ZS. I first thought that would make everything in one line (eight buffers (histograms)), then whoever is bigger in the idea would look out for the smaller one.

 

Engineering psychology, however. The history of the indicator is of little interest, and there are 8 pairs to be displayed (I won't say about 10). Accordingly, 8 buffers, displaying in the main window, I would do it vertically on the left, each line is shifted relative to the axis (1-8) by several pixels, so that the colours do not overlap.

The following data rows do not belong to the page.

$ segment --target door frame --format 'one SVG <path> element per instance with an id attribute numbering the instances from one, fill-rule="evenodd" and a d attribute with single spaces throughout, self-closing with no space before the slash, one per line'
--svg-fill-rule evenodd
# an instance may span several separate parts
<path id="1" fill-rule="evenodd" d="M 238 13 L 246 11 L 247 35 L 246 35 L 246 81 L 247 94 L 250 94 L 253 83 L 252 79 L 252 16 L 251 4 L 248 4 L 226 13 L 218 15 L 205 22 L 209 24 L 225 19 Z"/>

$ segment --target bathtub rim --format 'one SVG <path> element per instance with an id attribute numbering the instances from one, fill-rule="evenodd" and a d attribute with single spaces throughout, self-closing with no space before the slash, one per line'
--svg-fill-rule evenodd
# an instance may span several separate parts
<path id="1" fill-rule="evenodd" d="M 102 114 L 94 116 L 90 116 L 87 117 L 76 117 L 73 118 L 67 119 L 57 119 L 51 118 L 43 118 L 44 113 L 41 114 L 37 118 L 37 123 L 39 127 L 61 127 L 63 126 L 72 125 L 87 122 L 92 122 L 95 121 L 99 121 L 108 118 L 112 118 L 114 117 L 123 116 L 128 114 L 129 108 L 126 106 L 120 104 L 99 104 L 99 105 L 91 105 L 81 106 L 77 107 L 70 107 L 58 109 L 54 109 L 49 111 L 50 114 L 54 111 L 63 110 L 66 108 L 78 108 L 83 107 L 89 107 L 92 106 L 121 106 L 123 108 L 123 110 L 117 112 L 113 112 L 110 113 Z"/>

By the way, you can display 108 pairs that way, too. As 108 vertical lines:)


 

That's exactly what's interesting, if there's no history, there's a wagonload of such indicators:

 
Why would an indicator of this type need a story? The purpose is to see which pair has fallen behind. What is the profound serrational point of showing normalised histograms of 8 pairs, almost all of which will almost always be the same?
 
... and - alternatively: there is a vertical axis on the left side of the screen, with borders (+-1) on the left and right. Between these boundaries are a shitload of verticals, corresponding to the current relative positions of the tools. Verticals do not overlap, they just "stick" to each other. If one has jumped out - trade him :)
 
The hard truth is to look for patterns in history, with the question: "What are the consequences of this or that signal, for how long?" and so on, so on, so on
 

I have deja vu. We talked about it yesterday, we were trying out codes :)

Move the stop line left and right, there's a story. Don't turn a tank into a caliper :)

 
Oppa... "I haven't been able to make a video all day...
 
:)
 
TheXpert:

It turned out to be a little more complicated than that. Maybe we should really make objects...

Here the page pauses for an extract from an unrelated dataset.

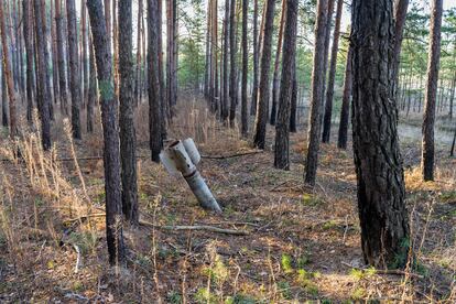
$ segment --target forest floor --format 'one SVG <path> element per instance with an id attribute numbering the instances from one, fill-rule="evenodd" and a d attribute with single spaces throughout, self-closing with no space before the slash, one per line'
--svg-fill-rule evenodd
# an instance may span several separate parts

in terms of number - 6 charts in one indicator at the most are enough

No one is stopping you from opening another one on a different chart...

As for the objects - then look in TaskManager - how much memory and CPU load... - I tried to fake a similar thing - through ArrayCopyRates

The channel started to eat up to 500 migs of memory and 1 CPU load... - I'll mess with it via global terminal variables :)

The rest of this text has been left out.